The very pretty—erm, wait, I think maybe handsome—Nick writes:
Mir, You are very very pretty and your blog is the bomb dot com. I was wondering if you could help me out finding some deals on things for little ones, more specifically the very very little ones. My good friend and his wife just had their first baby, a little girl. I would like to get them a present, but don’t have a whole lot of coin these days. I almost ordered the little bear costume you posted the other day, but wasn’t sure if blue was appropriate for infant girls. Also, any advice on what new parents might need would be helpful, as I am only in my 20s and this is my first friend to have a little crumb snatcher. Thanks again my pretty friend.
This is a great question, because most of us reach an age where suddenly all of our friends are spawning, and the “what do we buy for a new baby?” question starts coming up a lot. Fortunately this issue a lot easier to deal with than you might think. Because it turns out that there is no shortage of stuff to buy for babies!
Assuming that there’s no baby registry to consult (and I have mixed feelings about baby registries, so I’m not even going to touch that issue), my rules for buying for a new baby are surprisingly simple.

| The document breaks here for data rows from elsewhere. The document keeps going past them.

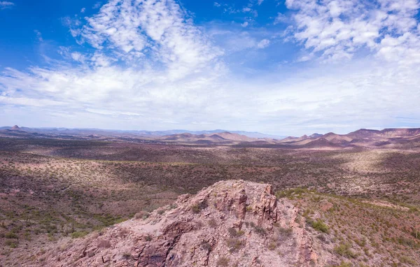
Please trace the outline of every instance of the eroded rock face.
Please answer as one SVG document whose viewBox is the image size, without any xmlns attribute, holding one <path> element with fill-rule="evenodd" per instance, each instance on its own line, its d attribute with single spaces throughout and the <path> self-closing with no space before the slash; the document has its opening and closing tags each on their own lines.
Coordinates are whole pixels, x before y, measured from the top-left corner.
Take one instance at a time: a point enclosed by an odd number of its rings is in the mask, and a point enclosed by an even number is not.
<svg viewBox="0 0 420 267">
<path fill-rule="evenodd" d="M 43 266 L 321 266 L 298 208 L 271 185 L 223 181 L 176 204 L 78 240 Z"/>
</svg>

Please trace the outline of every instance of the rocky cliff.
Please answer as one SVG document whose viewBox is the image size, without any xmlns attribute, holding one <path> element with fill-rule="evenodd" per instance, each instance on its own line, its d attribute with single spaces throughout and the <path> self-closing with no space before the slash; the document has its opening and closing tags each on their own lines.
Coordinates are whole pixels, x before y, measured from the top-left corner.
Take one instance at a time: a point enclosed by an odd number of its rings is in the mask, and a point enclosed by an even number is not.
<svg viewBox="0 0 420 267">
<path fill-rule="evenodd" d="M 44 266 L 320 265 L 304 219 L 272 186 L 223 181 L 46 254 Z"/>
</svg>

Let’s start with what not to do. There are some items you simply should not buy for other people (says I) even if they’re useful things. The first class of items should be avoided because they are either too personal or they’re too specific. Sometimes they’re both! These items include things like bottles (they may be breastfeeding, and even if they aren’t, some babies are very nipple-specific), pacifiers (some people avoid them), diapers (although diapers are a needed item, maybe they like one specific brand, or maybe they’re using cloth), highly gender stereotyped clothing (slight caveat here—this is okay if you know the parents very well and you know they won’t mind, but I cannot tell you how many people gave me tip-to-toe pink outfits when I had my daughter and honestly, I just didn’t like pink very much), or any sort of “how to” baby manual unless it’s meant to be humorous.
The other things you should not buy, as a childless person, include any sort of “useful gadget.” Someone who’s never diapered a baby may think a wipes warmer sounds awesome and high-tech, whereas most of us who’ve had kids know that that’s a pretty useless object. The exception to this rule would be something that a parent recommends to you, I guess, but generally I’d say steer clear.
Okay. That’s what not to do. So what should you do?
1) Books. If you’ve read me for more than 5 minutes you know that I am a fool for books. You really can’t go wrong with books, both because they can be gotten cheaply and because they’re educational and one-size-fits-all. And most folks will gravitate towards the soft fabric books or chunky board books, but I’m here to tell you that books are for a lifetime. Buy a nice copy of Falling Up or a set of Frances books or whatever you loved as a kid; they’ll keep.
2) Toys. Again, it’s really pretty hard to go wrong with toys as there’s no fit involved. I like most Baby Lamaze toys for early infant/toddlers as a can’t-go-wrong option; any sort of classic wooden block set would be nice, too. It doesn’t have to be something she can use right this second. While I wouldn’t recommend the microscope science playset just yet, a set of Duplo wouldn’t be out of the question, either.
3) Necessary baby clothing. That would be things like onesies and baby gowns and footie sleepers and bibs. Boring but practical. Buy bigger than 0-3 months, though—chances are the parents got a ton of tiny stuff, already. Buy in the 3-6 or 6-9 month size.
4) Unnecessary baby clothing. This category includes things like t-shirts with goofy things written on them, Trumpette sock sets, and yes, things like that bear-hooded fleece I posted last week. Resist the urge to give an entire outfit unless you feel fairly fashion savvy and like you know what the parents like. On the other hand, a baby towel with some sort of animal hood? Classic. (Okay, that’s not technically clothing. So sue me.)
5) Dining accouterments. Again, the parents have likely received a ton of teeny baby things. Think ahead. Toddlers need little silverware and unbreakable bowls (there is no shortage of adorable dish sets for kids available, honestly, I mean just look at this), and sippy cups and entertaining place mats.
6) Parental respite. You can’t put a price on the offer to watch the baby for a night so the parents can go out to dinner. And if you don’t feel comfortable volunteering to babysit, you can still give them a dining certificate or a bottle of wine or something from Omaha Steaks or something else that is to pamper them. I know it’s traditional to give something to the baby, but it’s the parents who are doing all the work, after all!
The thing I would stress most of all, Nick, is that this is not about what you spend. Some of my very favorite baby gifts were the most inexpensive ones, ones that were clearly purchased with our family in mind and a desire to share in our happiness. You don’t have to spend a lot. You just have to give something you think they’ll enjoy. I hope that helps.